> Te usage of ArrayList.BinarySearch isn't what I think the
documentation
describes, for example:
array of [21, 43, 65] and y is 64 should result a positive 2 but it
return
-3. As this, we have to do the -(x + 1) every time.
Actually, this is exactly what the documentation describes: the
negative number returned means the value was not found, but the -(index
+ 1) is the slot where the value should go.
> In case, we want to keep using BinarySearch. I also figure out a
simpler
way of doing it:
rowIndex = -1;
for (int i = 0; i < rowBoundaries.getLength(); i++)

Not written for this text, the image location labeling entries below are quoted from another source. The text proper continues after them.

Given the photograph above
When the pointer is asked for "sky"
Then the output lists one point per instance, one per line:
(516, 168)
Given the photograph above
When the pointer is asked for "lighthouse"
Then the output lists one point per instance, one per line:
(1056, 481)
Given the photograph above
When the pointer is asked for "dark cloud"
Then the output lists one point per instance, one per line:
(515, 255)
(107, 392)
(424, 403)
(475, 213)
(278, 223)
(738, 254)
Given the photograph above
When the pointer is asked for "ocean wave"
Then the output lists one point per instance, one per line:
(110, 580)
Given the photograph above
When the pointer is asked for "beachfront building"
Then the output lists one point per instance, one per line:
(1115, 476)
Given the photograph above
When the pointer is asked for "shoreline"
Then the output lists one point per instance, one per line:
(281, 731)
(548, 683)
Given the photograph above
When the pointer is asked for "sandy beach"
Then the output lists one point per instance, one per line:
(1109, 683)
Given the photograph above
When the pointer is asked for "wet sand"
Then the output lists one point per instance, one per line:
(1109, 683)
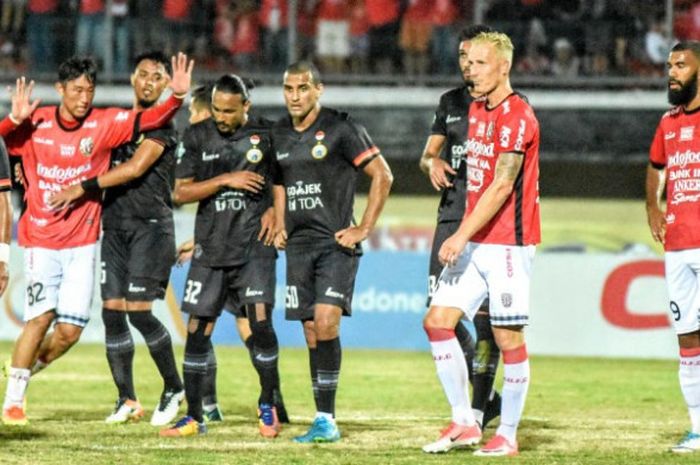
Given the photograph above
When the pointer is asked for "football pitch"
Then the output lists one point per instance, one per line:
(579, 411)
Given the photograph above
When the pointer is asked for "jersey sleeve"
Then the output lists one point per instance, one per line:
(439, 126)
(359, 148)
(5, 173)
(517, 129)
(120, 125)
(657, 152)
(187, 156)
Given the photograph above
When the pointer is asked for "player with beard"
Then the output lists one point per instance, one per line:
(138, 247)
(224, 167)
(444, 162)
(491, 252)
(200, 110)
(674, 163)
(319, 152)
(60, 146)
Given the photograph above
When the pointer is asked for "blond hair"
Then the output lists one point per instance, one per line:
(501, 42)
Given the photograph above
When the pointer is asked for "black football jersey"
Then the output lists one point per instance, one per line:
(228, 223)
(150, 196)
(318, 169)
(452, 121)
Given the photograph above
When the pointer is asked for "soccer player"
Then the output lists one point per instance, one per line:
(491, 252)
(444, 163)
(200, 109)
(319, 152)
(60, 146)
(225, 165)
(674, 163)
(138, 247)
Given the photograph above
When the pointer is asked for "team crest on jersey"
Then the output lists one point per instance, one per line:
(319, 151)
(87, 145)
(254, 155)
(507, 299)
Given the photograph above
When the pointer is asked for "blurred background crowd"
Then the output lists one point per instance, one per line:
(397, 39)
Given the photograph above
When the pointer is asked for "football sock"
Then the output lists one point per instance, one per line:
(466, 341)
(17, 382)
(485, 364)
(159, 345)
(209, 381)
(195, 368)
(452, 372)
(689, 375)
(329, 357)
(313, 369)
(120, 351)
(266, 355)
(516, 379)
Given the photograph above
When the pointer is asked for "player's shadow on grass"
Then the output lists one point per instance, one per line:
(20, 433)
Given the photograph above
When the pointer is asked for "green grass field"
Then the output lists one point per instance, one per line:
(579, 411)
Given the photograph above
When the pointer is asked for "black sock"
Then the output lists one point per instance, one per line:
(467, 342)
(209, 380)
(159, 345)
(120, 351)
(485, 361)
(195, 368)
(329, 357)
(313, 369)
(265, 353)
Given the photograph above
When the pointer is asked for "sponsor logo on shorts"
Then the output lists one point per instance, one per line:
(335, 294)
(507, 299)
(136, 289)
(253, 292)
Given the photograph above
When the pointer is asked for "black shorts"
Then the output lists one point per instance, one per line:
(319, 276)
(136, 262)
(208, 290)
(442, 232)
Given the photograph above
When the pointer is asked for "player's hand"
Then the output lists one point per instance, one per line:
(185, 252)
(246, 180)
(22, 108)
(439, 169)
(267, 227)
(349, 237)
(451, 249)
(281, 239)
(182, 74)
(4, 277)
(657, 223)
(64, 198)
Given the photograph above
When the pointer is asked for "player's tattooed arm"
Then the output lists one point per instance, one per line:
(435, 167)
(508, 167)
(656, 217)
(380, 173)
(279, 199)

if (y < rowBoundaries.get(i).intValue())
return rowIndex = i;
>not sure in terms of performance, is this really so much poorer? but
for
sure, it more clear and less problem.
I'm thinking this would be better:
int rowIndex;
if (variableRowHeight) {
if (y == 0) {
rowIndex = 0;
} else {
rowIndex = ArrayList.binarySearch(rowBoundaries, y);
if (rowIndex < 0) {
rowIndex = -(rowIndex + 1);
}
}
} else {
rowIndex = (y / (fixedRowHeight + 1));
}
List<Object> tableData = (List<Object>)tableView.getTableData();
if (rowIndex >= tableData.getLength()) {
rowIndex = -1;
}
This way the same test for index past the end of the table gets applied
in both the fixed and variable row height cases.